Reinforcing the United States Commitment to Multilateralism at the G20

  • Multilateralism is our best tool for tackling global challenges, including the COVID-19 pandemic, global health security, the climate crisis; and preventing famine and food insecurity, responding to democratic backsliding and rising autocracy, and building a sustainable economic recovery.  The United States is committed to supporting effective and accountable multilateral institutions.  We work closely with our multilateral partners to ensure accountability for results, at both the activity and institutional levels.
  • A multilateral vision for advancing the rules-based international order must be based on international law and support for democracy and human rights.  We will advance peaceful, just, and inclusive societies by defending media freedom; preserving a free and open internet; combatting corruption; tackling disinformation; protecting civic space; and promoting the human rights of all people.  We commit to advancing these core interests in a free and just world, and we will call on other member states to do the same.
  • The United States is leading the multilateral response to the COVID-19 pandemic, donating $2 billion to Gavi, the vaccine alliance, to support the procurement and equitable distribution of safe and effective COVID-19 vaccines to 92 low- and middle-income economies through the COVAX Advance Market Commitment (AMC). The United States has also committed to share 80 million surplus vaccines (with the majority through COVAX), and to provide 500 million doses of the Pfizer vaccine to Gavi for distribution by COVAX to AMC economies and to African Union members. As evident at the recent G7 Summit, we continue to take concrete and tangible steps to drive action to end this pandemic and prevent the next, and we will call on the broader G20 to join us.
  • On climate change, Secretary Blinken will build on President Biden’s actions convening the Leaders Summit on Climate and re-convening the Major Economies Forum on Energy and Climate.  The United States will rally the world’s democracies to meet one of the greatest global challenges by encouraging G20 members to work together toward ambitious G20 outcomes, including by seeking commitments to keep 1.5°C within reach, to submit enhanced 2030 targets aligned with this goal, and take other important steps to address the climate crisis such as committing to end overseas public coal finance.
  • In support of building a sustainable and inclusive economic recovery, the United States urges all creditors to fully and transparently implement the G20 Common Framework for Debt Treatments to avoid delays that can prolong debt overhangs and exacerbate growth shocks, and urges all members of the OECD/G20 Inclusive Framework process to join consensus in ending the race to the bottom and building a global tax system that is equitable and equipped to meet the needs of the 21st century global economy.

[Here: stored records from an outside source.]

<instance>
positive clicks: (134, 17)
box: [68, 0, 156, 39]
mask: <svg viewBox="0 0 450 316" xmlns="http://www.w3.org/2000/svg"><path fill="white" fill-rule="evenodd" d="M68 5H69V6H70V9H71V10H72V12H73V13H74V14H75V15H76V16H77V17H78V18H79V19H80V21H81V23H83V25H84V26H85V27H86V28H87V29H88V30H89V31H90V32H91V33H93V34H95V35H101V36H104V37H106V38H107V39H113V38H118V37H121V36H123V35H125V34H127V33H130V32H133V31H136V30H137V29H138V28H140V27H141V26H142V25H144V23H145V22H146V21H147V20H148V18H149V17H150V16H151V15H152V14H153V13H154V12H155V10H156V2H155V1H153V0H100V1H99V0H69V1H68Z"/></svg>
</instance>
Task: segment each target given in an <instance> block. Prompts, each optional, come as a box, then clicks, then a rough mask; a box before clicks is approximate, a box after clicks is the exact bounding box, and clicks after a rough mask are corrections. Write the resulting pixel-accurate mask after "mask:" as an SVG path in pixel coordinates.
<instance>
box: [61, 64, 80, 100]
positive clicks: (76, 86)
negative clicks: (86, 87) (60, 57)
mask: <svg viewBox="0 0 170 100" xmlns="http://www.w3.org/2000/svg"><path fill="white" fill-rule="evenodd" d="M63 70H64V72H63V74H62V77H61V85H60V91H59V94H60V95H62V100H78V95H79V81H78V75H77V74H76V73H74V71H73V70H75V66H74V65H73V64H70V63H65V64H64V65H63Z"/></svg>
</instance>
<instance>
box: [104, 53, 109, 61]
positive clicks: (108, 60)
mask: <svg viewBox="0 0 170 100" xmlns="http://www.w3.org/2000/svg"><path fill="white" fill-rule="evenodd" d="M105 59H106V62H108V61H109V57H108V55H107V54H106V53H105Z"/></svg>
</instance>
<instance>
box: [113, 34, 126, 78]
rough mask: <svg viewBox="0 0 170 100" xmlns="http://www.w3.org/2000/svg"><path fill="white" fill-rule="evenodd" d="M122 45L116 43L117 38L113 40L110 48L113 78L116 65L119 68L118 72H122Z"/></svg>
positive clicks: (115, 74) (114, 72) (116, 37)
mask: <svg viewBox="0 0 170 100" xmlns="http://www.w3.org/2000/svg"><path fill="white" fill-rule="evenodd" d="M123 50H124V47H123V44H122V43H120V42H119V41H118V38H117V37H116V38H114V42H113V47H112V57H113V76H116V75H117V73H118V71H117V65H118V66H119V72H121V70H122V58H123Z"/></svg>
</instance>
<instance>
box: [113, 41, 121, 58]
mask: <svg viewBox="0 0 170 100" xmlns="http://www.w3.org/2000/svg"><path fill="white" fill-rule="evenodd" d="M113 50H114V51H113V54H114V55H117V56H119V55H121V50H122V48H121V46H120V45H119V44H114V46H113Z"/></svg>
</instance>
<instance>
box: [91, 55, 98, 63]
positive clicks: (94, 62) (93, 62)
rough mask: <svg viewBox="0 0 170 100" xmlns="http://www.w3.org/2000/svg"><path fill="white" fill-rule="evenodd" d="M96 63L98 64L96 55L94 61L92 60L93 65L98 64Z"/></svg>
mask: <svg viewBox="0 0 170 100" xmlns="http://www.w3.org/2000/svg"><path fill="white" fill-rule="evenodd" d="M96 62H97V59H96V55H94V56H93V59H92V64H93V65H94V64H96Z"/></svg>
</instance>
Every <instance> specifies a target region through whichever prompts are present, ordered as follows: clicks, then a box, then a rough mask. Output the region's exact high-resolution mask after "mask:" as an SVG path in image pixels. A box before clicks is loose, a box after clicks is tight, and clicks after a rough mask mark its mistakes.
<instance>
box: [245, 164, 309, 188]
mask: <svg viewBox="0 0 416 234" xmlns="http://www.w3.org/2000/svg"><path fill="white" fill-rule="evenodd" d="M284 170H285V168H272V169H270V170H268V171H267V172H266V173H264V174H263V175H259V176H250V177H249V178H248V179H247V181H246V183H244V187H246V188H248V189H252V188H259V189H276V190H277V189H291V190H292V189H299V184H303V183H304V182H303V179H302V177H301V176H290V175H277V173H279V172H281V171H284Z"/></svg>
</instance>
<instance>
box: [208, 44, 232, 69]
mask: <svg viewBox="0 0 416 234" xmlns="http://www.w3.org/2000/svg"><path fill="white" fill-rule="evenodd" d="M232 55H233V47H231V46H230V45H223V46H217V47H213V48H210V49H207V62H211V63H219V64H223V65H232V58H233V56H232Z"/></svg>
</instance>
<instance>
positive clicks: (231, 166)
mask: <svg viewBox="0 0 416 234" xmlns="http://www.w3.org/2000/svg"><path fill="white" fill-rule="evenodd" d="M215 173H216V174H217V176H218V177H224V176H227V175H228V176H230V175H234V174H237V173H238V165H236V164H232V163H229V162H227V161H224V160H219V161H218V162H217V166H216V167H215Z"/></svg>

Supporting Inclusive Economic Development & Prosperity in Africa by Building Back Better

  • Before the pandemic, Africa had some of the fastest-growing economies in the world.  The United States supports getting African economies growing again and building them back better and more resilient. Increased economic engagement between the United States and Africa will strengthen economic ties and boost shared prosperity for Africa and the United States.
  • The United States will partner with African governments, multilateral organizations, and the private sector to substantially increase two-way trade and investment with African countries in order to drive democratic, sustainable, climate-friendly and equitable growth, and to create quality jobs for people in Africa and the United States. This includes supporting efforts to increase energy access, which underpins economic growth.
  • The United States recognizes that African countries are already facing the worst impacts of climate change and will continue efforts to strengthen resilience to climate impacts while building stronger economies.
  • The United States will continue to engage with G20 and other international partners to address humanitarian and human rights challenges in Africa, especially the conflict-induced famine and ongoing abuses and atrocities in Ethiopia.